Originally part of that options and derivative trading specialism that came out of Amsterdam in the 1980s, Optiver is now equally well known for its ETF business.
Maarten Botman, a senior ETF trader at Optiver, explains that the firm was founded in 1986 and moved from solely trading index options to including the Delta One trading environment when exchanges went electronic, trading cash equities, futures and ETFs. The business is still divided into options trading, the largest part of the business, and Delta One activities, of which ETFs is easily the largest portion.
The firm has over 1,000 staff globally with 500 in Amsterdam. “As a market maker, what we do is provide continuous liquidity to exchanges and directly to end users outside of the exchange on a request for quotes (RFQ) basis,” Botman says.
Optiver focuses on equity ETFs, quoting on everything but specialising in ETFs, which reflects their background in index and single stock options.
“If you trade options on the EuroStoxx 50 or the FTSE 100 you get exposure in terms of risk and market direction and you can offset that by trading ETFs,” Botman says. “It ties in nicely with our options trading business.”
“We are used to dealing with risk in this sector so our pricing is accurate in these indices because we can trade options and futures on the same underlyings.”
The market volatility in the first quarter of 2020 was ‘challenging’ Botman says. “You can imagine because as an ETF market maker, we are providing liquidity in ETFs based on their underlying value. So if the FTSE 100 shares on the futures are very liquid it makes the ETF very liquid – we have to base the bid/ask spread on the ETF’s underlying liquidity but when the market tumbles, it disappeared completely and you have to find alternative ways of pricing, you have to find new correlations.”
Some exchanges also halted their indices, but as Botman says, in real life, people want to continue to trade, forcing the market maker to extrapolate and reference from other market sources.
“In a nutshell, the main challenges have been the underlying markets that we base the ETF prices on,” Botman says. “They became more volatile and less liquid and markets closed – it mainly became an issue of finding liquidity and translating alternative ways to price.
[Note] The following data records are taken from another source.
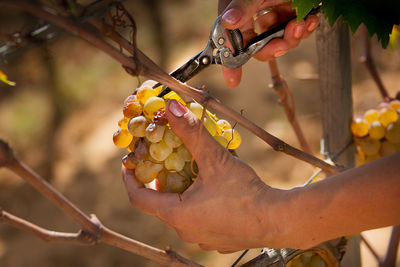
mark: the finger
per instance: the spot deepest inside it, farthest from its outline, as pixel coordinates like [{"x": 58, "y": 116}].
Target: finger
[
  {"x": 204, "y": 148},
  {"x": 273, "y": 49},
  {"x": 147, "y": 200},
  {"x": 294, "y": 32},
  {"x": 232, "y": 77}
]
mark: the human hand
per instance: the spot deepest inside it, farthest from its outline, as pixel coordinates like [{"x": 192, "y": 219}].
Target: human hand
[
  {"x": 238, "y": 14},
  {"x": 221, "y": 210}
]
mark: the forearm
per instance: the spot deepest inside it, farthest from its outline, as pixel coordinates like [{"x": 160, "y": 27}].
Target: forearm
[{"x": 359, "y": 199}]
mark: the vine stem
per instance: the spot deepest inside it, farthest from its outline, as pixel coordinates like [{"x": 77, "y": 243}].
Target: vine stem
[
  {"x": 286, "y": 99},
  {"x": 93, "y": 231},
  {"x": 140, "y": 64}
]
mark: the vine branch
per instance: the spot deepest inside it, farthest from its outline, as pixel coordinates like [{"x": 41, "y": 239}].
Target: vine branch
[
  {"x": 140, "y": 64},
  {"x": 93, "y": 230}
]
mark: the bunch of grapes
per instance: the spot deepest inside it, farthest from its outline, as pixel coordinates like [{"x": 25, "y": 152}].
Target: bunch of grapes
[
  {"x": 156, "y": 153},
  {"x": 377, "y": 132}
]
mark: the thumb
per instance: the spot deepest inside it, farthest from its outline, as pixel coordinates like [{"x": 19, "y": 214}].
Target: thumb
[
  {"x": 204, "y": 148},
  {"x": 239, "y": 12}
]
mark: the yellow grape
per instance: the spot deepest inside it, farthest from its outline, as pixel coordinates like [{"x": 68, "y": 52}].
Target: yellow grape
[
  {"x": 210, "y": 125},
  {"x": 371, "y": 115},
  {"x": 221, "y": 140},
  {"x": 176, "y": 183},
  {"x": 132, "y": 109},
  {"x": 144, "y": 174},
  {"x": 171, "y": 139},
  {"x": 160, "y": 151},
  {"x": 123, "y": 123},
  {"x": 155, "y": 132},
  {"x": 184, "y": 153},
  {"x": 122, "y": 138},
  {"x": 145, "y": 93},
  {"x": 387, "y": 116},
  {"x": 359, "y": 127},
  {"x": 174, "y": 162},
  {"x": 222, "y": 126},
  {"x": 376, "y": 130},
  {"x": 129, "y": 161},
  {"x": 233, "y": 137},
  {"x": 137, "y": 126},
  {"x": 197, "y": 109},
  {"x": 152, "y": 105},
  {"x": 387, "y": 148},
  {"x": 370, "y": 146},
  {"x": 395, "y": 104},
  {"x": 393, "y": 132}
]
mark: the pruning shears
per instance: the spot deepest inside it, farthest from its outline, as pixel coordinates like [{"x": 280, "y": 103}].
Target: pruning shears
[{"x": 216, "y": 51}]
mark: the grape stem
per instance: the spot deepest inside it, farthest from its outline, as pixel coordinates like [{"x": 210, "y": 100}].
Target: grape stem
[
  {"x": 140, "y": 64},
  {"x": 93, "y": 231}
]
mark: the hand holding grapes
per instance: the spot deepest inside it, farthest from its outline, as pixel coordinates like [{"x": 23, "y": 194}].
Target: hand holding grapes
[
  {"x": 225, "y": 188},
  {"x": 239, "y": 14}
]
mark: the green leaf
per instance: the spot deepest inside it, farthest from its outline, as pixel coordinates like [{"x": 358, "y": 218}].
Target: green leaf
[
  {"x": 378, "y": 16},
  {"x": 303, "y": 7}
]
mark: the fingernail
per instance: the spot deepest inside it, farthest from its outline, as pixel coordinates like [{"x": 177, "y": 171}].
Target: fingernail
[
  {"x": 312, "y": 26},
  {"x": 232, "y": 16},
  {"x": 298, "y": 31},
  {"x": 177, "y": 109},
  {"x": 280, "y": 53}
]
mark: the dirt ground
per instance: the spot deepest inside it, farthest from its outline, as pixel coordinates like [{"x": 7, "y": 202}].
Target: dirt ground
[{"x": 61, "y": 116}]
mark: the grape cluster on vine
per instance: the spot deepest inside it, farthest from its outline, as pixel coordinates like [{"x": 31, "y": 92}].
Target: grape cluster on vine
[{"x": 156, "y": 154}]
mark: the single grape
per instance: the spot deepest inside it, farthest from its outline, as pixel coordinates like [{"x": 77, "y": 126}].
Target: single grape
[
  {"x": 376, "y": 130},
  {"x": 222, "y": 126},
  {"x": 123, "y": 123},
  {"x": 155, "y": 132},
  {"x": 387, "y": 116},
  {"x": 122, "y": 138},
  {"x": 174, "y": 162},
  {"x": 184, "y": 153},
  {"x": 145, "y": 93},
  {"x": 160, "y": 151},
  {"x": 129, "y": 161},
  {"x": 393, "y": 132},
  {"x": 137, "y": 126},
  {"x": 132, "y": 109},
  {"x": 197, "y": 109},
  {"x": 176, "y": 183},
  {"x": 154, "y": 166},
  {"x": 371, "y": 115},
  {"x": 387, "y": 148},
  {"x": 359, "y": 127},
  {"x": 144, "y": 174},
  {"x": 152, "y": 105},
  {"x": 221, "y": 140},
  {"x": 370, "y": 146},
  {"x": 233, "y": 137},
  {"x": 161, "y": 180},
  {"x": 210, "y": 125},
  {"x": 171, "y": 139}
]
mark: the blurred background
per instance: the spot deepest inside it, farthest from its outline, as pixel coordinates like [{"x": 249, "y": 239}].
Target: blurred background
[{"x": 60, "y": 117}]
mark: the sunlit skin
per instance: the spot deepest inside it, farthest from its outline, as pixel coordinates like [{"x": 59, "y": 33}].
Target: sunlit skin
[
  {"x": 229, "y": 208},
  {"x": 238, "y": 14}
]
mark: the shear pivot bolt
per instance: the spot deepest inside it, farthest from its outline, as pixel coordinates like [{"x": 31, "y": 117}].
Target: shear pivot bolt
[{"x": 205, "y": 60}]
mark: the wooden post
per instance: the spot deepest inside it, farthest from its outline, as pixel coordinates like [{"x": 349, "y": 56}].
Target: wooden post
[{"x": 333, "y": 49}]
We continued pricing and fulfilling all requests.”
He notes that the difference between the electronic market makers and the banks became more obvious as the electronic market makers could price as they had automated everything, while banks struggled.
“Our market share went up quite a lot and the feedback from counterparties was that electronic market makers won all the market share as they were the most robust,” Botman says.
“ETFs also proved to be very robust and there had been many questions from regulators before all this happened as to how ETFs would behave if the market tumbled, but it turned out that everybody was still capable of trading ETFs and providing competitive prices.”
Automating is the obvious and big trend in the market makers’ world along with the RFQ process that allows off exchange automatic execution through electronic trading platforms.
A consequence of MiFid II was that some firms launched Systematic Internalisers (SI) which act as a mini exchange that counterparties can connect through, but Optiver has not gone down this route.
“I think everything should be on the normal exchange because only then can you get pre and post trade transparency rather than this massive fragmentation in the ETF and cash equity industry,” Botman says.
“We are one of only a few market makers without an SI, which we think are detrimental to the industry. Trading on exchange increases market depth, while SIs cause fragmentation, resulting in sub-optimal price formation, which comes at the cost of the end investor” he says. “If everyone starts trading on SI at one point it won’t generate any returns for market makers – if people stop trading on the exchange the bid/ask spread will deteriorate.”
Growth areas in ETFs that Optiver has observed include, of course, ESG. “ETFs are a mature product now but we see big inflows into the ESG ranges as many asset managers have switched from the traditional indices into ESG indices. It’s become a very important theme for us.”
Other new themes don’t get Optiver’s attention as easily. For some niches, the firm needs to make a business case before they can price them. “But we do see a future in ESG and we should provide the same liquidity in ESG as in the more conventional indices,” Botman says.